Generalization through Memorization: Nearest Neighbor Language Models (1911.00172v2)

Published 1 Nov 2019 in cs.CL

Abstract: We introduce $k$NN-LMs, which extend a pre-trained neural LLM (LM) by linearly interpolating it with a $k$-nearest neighbors ($k$NN) model. The nearest neighbors are computed according to distance in the pre-trained LM embedding space, and can be drawn from any text collection, including the original LM training data. Applying this augmentation to a strong Wikitext-103 LM, with neighbors drawn from the original training set, our $k$NN-LM achieves a new state-of-the-art perplexity of 15.79 - a 2.9 point improvement with no additional training. We also show that this approach has implications for efficiently scaling up to larger training sets and allows for effective domain adaptation, by simply varying the nearest neighbor datastore, again without further training. Qualitatively, the model is particularly helpful in predicting rare patterns, such as factual knowledge. Together, these results strongly suggest that learning similarity between sequences of text is easier than predicting the next word, and that nearest neighbor search is an effective approach for LLMing in the long tail.

PDF Abstract

Generalization through Memorization: Nearest Neighbor LLMs

The paper "Generalization through Memorization: Nearest Neighbor LLMs" by Khandelwal et al. explores the integration of Nearest Neighbor (k-NN) techniques into LLMs (LMs) to improve their ability to generalize. The authors present a hybrid approach that leverages the strengths of both traditional neural LLMs and memory-based methods.

Summary of Contributions

The primary contribution of this work is the introduction of k-NN-LMs, which augment a pre-trained neural LLM with a k-nearest neighbors retrieval mechanism. Specifically, the approach involves storing all training data in a key-value memory, where keys are representations of context embeddings and values are the next tokens. During inference, the model retrieves the nearest neighbors from this memory to inform its predictions.

Methodology

The k-NN-LM operates in two main stages:

Memory Augmentation: The memory consists of key-value pairs constructed from the training dataset. Keys are high-dimensional vectors derived from the context representations, and values are the corresponding next tokens.
Inference via Retrieval: At inference time, the model employs a retrieval mechanism to find the closest matching context embeddings in the memory. The retrieved tokens (values) are combined with the probability distribution of the base neural LLM to generate the final prediction.
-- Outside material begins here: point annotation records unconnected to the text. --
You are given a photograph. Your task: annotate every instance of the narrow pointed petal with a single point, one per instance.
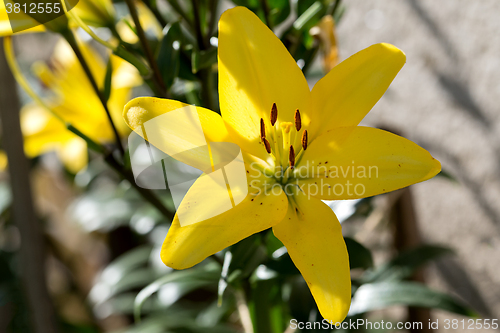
(177, 129)
(348, 92)
(190, 244)
(255, 71)
(313, 238)
(359, 162)
(42, 132)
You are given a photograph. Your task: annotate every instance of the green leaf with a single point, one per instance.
(376, 296)
(266, 306)
(359, 256)
(203, 275)
(247, 254)
(309, 15)
(169, 54)
(106, 91)
(203, 59)
(405, 264)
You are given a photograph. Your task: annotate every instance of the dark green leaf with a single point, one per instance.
(169, 54)
(376, 296)
(266, 306)
(359, 256)
(203, 59)
(206, 274)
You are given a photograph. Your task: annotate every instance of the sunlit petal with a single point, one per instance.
(255, 71)
(313, 237)
(358, 162)
(347, 93)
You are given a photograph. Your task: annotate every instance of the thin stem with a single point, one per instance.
(14, 68)
(205, 74)
(31, 254)
(154, 9)
(202, 45)
(214, 4)
(145, 45)
(74, 45)
(243, 310)
(147, 195)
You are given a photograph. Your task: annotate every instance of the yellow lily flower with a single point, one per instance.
(75, 101)
(27, 21)
(291, 139)
(96, 13)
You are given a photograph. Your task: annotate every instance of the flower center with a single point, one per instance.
(280, 141)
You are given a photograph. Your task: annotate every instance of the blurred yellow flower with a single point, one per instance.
(74, 100)
(289, 155)
(96, 13)
(325, 33)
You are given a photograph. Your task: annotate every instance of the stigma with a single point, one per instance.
(284, 141)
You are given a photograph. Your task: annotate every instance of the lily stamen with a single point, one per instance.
(267, 145)
(262, 129)
(291, 158)
(304, 140)
(298, 120)
(274, 114)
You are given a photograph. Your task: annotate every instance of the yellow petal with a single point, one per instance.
(74, 154)
(96, 13)
(179, 130)
(313, 238)
(186, 246)
(21, 21)
(358, 162)
(42, 132)
(75, 100)
(3, 161)
(348, 92)
(255, 71)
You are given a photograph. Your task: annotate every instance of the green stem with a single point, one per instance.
(202, 45)
(154, 9)
(145, 45)
(175, 5)
(214, 4)
(243, 310)
(74, 45)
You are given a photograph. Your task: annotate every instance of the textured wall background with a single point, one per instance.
(446, 98)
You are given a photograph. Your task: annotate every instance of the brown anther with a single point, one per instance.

Formally, the prediction of the k-NN-LM for the next token $w_i$ given context $h_i$ is computed as a combination of the base LM probability $P_{LM}(w_i \mid h_i)$ and the probability $P_{kNN}(w_i \mid h_i)$ derived from the retrieved neighbors.

Experimental Results

The authors conducted extensive experiments on standard LLMing benchmarks, including Wikitext-2 and Wikitext-103, demonstrating the efficacy of the proposed k-NN-LM. Key findings include:

Perplexity Reduction: The k-NN-LM achieves significant reductions in perplexity compared to strong baseline models. For instance, on the Wikitext-103 dataset, the k-NN-LM achieved a perplexity of 16.4, outperforming the previous state-of-the-art.
Adaptive Generalization: The model effectively adapts to novel contexts by leveraging the memory component, providing a robust mechanism for generalization through memorization. This is particularly evident in cases where the training data includes rare or outlier sequences.

Implications

The integration of k-NN retrieval mechanisms into LLMs has several noteworthy implications:

Enhanced Memory Capacity: By storing comprehensive representations of the training data, k-NN-LMs can recall and utilize specific contexts more effectively than traditional LMs.
Dynamic Adaptation: The model's ability to dynamically incorporate nearest neighbors during inference enables it to adapt to changes in data distribution without the need for retraining.
Scalability Concerns: While memory-based models show promise, they also pose challenges related to memory storage and retrieval efficiency, particularly for large-scale datasets.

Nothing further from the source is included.